Israel Fencing Association איגוד הסיוף בישראל
- Sport: Fencing
- Jurisdiction: Israel
- Founded: 1996
- Affiliation: Fédération Internationale d'Escrime
- Regional affiliation: European Fencing Confederation
- Headquarters: Wingate Institute, Israel
- President: Yosef Harari
- CEO: Irina Tal

Official website
- www.fencing.org.il
- Israel

= Israel Fencing Association =

National governing body for fencing in Israel

The Israel Fencing Association (איגוד הסיוף בישראל) is the national governing body for fencing in Israel.

The Association's headquarters are at Wingate Institute, Israel. It is part of the 45-nation European Fencing Confederation. The CEO of the Association is Shalom Cohen.

==History==

The Israel Fencing Association was founded in 1996 in Tel Aviv. In 2004, Dr. Vladimir Shklar was the chairman of the association. In May 2013 Shklar was also elected vice president of the Olympic Committee of Israel. In November 2015, he was named president of the European Fencing Confederation. Uri Harlap then replaced Shklar as president of the Israel Fencing Association.
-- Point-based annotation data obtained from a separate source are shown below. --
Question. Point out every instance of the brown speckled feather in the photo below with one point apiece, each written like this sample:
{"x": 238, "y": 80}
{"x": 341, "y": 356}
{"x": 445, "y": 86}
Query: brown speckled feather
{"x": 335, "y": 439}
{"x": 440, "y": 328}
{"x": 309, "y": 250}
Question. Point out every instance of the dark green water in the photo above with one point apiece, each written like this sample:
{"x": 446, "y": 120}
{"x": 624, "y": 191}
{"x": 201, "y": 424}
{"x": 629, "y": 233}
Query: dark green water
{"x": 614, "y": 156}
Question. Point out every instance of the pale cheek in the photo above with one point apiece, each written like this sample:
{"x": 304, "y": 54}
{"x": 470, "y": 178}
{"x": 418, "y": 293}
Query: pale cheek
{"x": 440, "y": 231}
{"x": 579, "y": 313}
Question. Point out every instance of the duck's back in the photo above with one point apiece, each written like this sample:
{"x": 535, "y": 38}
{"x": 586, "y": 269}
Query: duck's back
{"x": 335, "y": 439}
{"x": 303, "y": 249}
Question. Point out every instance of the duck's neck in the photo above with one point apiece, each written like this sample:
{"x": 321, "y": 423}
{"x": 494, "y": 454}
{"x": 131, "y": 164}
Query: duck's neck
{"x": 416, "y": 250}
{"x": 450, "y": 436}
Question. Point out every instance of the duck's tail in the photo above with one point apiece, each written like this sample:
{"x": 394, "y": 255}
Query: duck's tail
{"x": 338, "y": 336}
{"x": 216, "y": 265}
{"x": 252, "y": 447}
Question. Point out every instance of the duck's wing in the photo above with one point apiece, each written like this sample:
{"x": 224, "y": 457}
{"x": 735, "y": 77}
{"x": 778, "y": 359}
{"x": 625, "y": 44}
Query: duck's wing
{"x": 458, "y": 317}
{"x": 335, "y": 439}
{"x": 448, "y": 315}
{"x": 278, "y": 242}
In 2008, Israeli fencer Yuval Freilich, a national under-13 champion, successfully sued the Israel Fencing Association to require it to refrain temporarily from holding fencing competitions on Shabbat (the Jewish sabbath), saying that the Association's actions violated Israel's Equal Opportunities Act. The Israeli Supreme Court ruled that the Fencing Association's practice was discriminatory, and ordered it to either allow Freilich to compete on a different day or hand him technical victories for any Sabbath match. Freilich subsequently won the age group World Cadet Championships in Moscow, and the age group European Championships. But the ruling expired after two years, and did not result in any permanent change. The Israeli Supreme Court declined to intervene a second time.

Jerusalem, Israel, was chosen to host of the European Fencing Confederation's Under-20 Championships in 2013.